Geschäftsführer leben gefährlich. Das gilt sogar noch dann, wenn ein vorläufiger Insolvenzverwalter eingesetzt ist und dieser zu allem zustimmen muss (allgemeiner Zustimmungsvorbehalt).
Im Urteilsfall hatte der Geschäftsführer zwar im Insolvenzverfahren für die Lohnsteueranmeldung gesorgt. Allerdings hatte er verpasst, die Lohnsteuerzahlung auf den Weg zu bringen. Der Geschäftsführer sah keine Zustimmungsmöglichkeit des Insolvenzverwalters. Das Finanzgericht sah daher auch keine Haftung des Geschäftsführers.
Dies beurteilte der Bundesfinanzhof anders. Der Geschäftsführer hätte versuchen müssen, die Lohnsteuer zu zahlen. Zumindest aber hätte der Geschäftsführer eine etwaige ablehnende Haltung des Insolvenzverwalters dokumentieren müssen.
Für Geschäftsführer gilt daher, in Krisensituationen unbedingt eigenen Rechtsrat in Anspruch zu nehmen. Auch relativ hohe Beratungskosten sind aller Erfahrung nach deutlich niedriger als die Haftung für Steuern oder Insolvenzschulden.
06. März 2020
Der Bundesfinanzhof (BFH) hat jüngst seine jahrzehntealte Rechtsprechung geändert: Danach ist das Mitglied eines Aufsichtsrates jedenfalls dann kein umsatzsteuerlicher Unternehmer mehr, wenn es "nur" eine Festvergütung erhält. Dies hatte zuvor der Europäische Gerichtshof (EuGH) für den Fall eines Aufsichtsratsmitglieds einer niederländischen Stiftung entschieden.
Für Aufsichtsräte, die eine variable Vergütung erhalten, könnte es bei den alten Regelungen bleiben. Sie hätten also den Vorteil, Vorsteuer geltend machen zu können.
Aufsichtsräte mit Festvergütung sollten sich daher beraten lassen, wie sie durch eine Änderung ihres Vergütungssystems weiter an der alten Regelung festhalten können.
Das Finanzgericht Berlin-Brandenburg hat in einem Urteil vom 24.01.2019 (4 K 4233/16) entschieden, dass eine frühere Geschäftsführerin auch dann haftet, wenn sie keine Vorsorge getroffen hat, damit spätere Steuerschulden von der Gesellschaft bezahlt werden.
Stattdessen räumte sie von den Konten der Gesellschaft rund 90.000 € ab.
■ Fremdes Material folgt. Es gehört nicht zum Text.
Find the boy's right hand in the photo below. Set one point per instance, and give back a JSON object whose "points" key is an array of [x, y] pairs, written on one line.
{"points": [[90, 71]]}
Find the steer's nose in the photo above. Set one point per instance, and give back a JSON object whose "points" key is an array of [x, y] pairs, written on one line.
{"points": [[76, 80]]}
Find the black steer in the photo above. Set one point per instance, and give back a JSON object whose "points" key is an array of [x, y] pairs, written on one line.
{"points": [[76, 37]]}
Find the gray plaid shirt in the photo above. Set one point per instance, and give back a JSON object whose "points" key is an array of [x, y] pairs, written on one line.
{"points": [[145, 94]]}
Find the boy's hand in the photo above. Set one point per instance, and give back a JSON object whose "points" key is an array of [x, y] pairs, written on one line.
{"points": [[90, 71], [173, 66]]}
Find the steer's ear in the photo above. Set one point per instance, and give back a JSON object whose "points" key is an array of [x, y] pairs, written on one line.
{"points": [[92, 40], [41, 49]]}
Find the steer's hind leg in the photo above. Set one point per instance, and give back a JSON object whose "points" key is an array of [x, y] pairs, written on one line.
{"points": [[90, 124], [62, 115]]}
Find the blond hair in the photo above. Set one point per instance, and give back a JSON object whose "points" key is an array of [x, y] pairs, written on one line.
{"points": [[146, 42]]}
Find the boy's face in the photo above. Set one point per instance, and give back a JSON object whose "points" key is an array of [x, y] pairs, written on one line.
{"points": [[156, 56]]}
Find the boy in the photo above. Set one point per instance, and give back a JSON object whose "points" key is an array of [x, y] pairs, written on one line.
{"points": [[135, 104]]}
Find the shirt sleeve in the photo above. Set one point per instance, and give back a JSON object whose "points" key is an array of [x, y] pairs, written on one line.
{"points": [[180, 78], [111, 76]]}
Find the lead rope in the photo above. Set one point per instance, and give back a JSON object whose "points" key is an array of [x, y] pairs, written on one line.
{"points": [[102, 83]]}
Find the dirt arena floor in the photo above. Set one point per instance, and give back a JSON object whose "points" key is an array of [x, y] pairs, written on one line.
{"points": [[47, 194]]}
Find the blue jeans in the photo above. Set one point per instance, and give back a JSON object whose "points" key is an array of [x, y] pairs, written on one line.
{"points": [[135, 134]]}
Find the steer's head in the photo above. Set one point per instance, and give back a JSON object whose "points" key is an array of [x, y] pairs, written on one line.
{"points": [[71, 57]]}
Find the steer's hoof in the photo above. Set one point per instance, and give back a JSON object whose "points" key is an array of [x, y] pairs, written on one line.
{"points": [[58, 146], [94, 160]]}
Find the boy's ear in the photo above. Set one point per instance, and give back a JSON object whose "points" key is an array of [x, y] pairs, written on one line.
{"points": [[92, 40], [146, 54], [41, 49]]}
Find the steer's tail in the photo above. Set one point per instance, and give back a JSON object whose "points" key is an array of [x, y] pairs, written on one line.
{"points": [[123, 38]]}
Die Zusicherung des neuen Käufers (Gesellschafters) und Geschäftsführers im notariellen Kaufvertrag, das Geld in bar erhalten zu haben, genügte dem Gericht nicht zur Entlastung.
Geschäftsführer müssen daher sehr penibel gerade die steuerlichen Pflichten im Blick haben. Sie sollten noch zu Amtszeiten Vorkehrung dafür treffen, dass sie ihre Pflichterfüllung später darlegen und beweisen können.
Geschäftsführer sind der Kopf der GmbH. Sie sind für die GmbH vollständig verantwortlich, vertreten die GmbH gegenüber Geschäftspartnern und Behörden.
Ein besonderes Augenmerk ist dabei regelmäßig auf die steuerlichen Angelegenheiten zu werfen. Zwar darf der Geschäftsführer selbstverständlich delegieren (wie z. B. durch Beauftragung eines Steuerberaters), er bleibt aber letztverantwortlich und muss das Handeln Dritter überprüfen und daraus gegebenenfalls Konsequenzen ziehen.
Besonders sensibel sind - wie immer - "In-sich-Situationen". Im Zivilrecht gilt standardmäßig das Verbot der Selbst- oder Mehrfachkontraktion in § 181 BGB. Im Steuerrecht gibt es eine solche Vorschrift nicht, da das Finanzamt ja als unabhängiger Dritter prüft und entscheidet.
Trotzdem kann aber natürlich die GmbH in große Schwierigkeiten geraten und hohen finanziellen Risiken ausgesetzt sein, wenn ein Geschäftsführer zum eigenen Vorteil falsche Angaben bei der GmbH macht. So war es im Fall, der dem Landgericht Gera vorlag. Hier hatte der Geschäftsführer einen Dienstwagen, den er auch für die Wege zwischen Wohnung und Arbeitsstätte benutzen durfte. Um weniger Steuer zahlen zu müssen, gab er die Entfernung zwischen Wohnung und Arbeitsstätte mit zuwenig Kilometern an. Diese Angabe legte die GmbH bei der Lohnsteuer zugrunde. Die GmbH riskierte also, bei einer Prüfung für die höhere Lohnsteuer haften zu müssen, da sie eine "Beteiligte" der vom Geschäftsführer begangenen Steuerhinterziehung war.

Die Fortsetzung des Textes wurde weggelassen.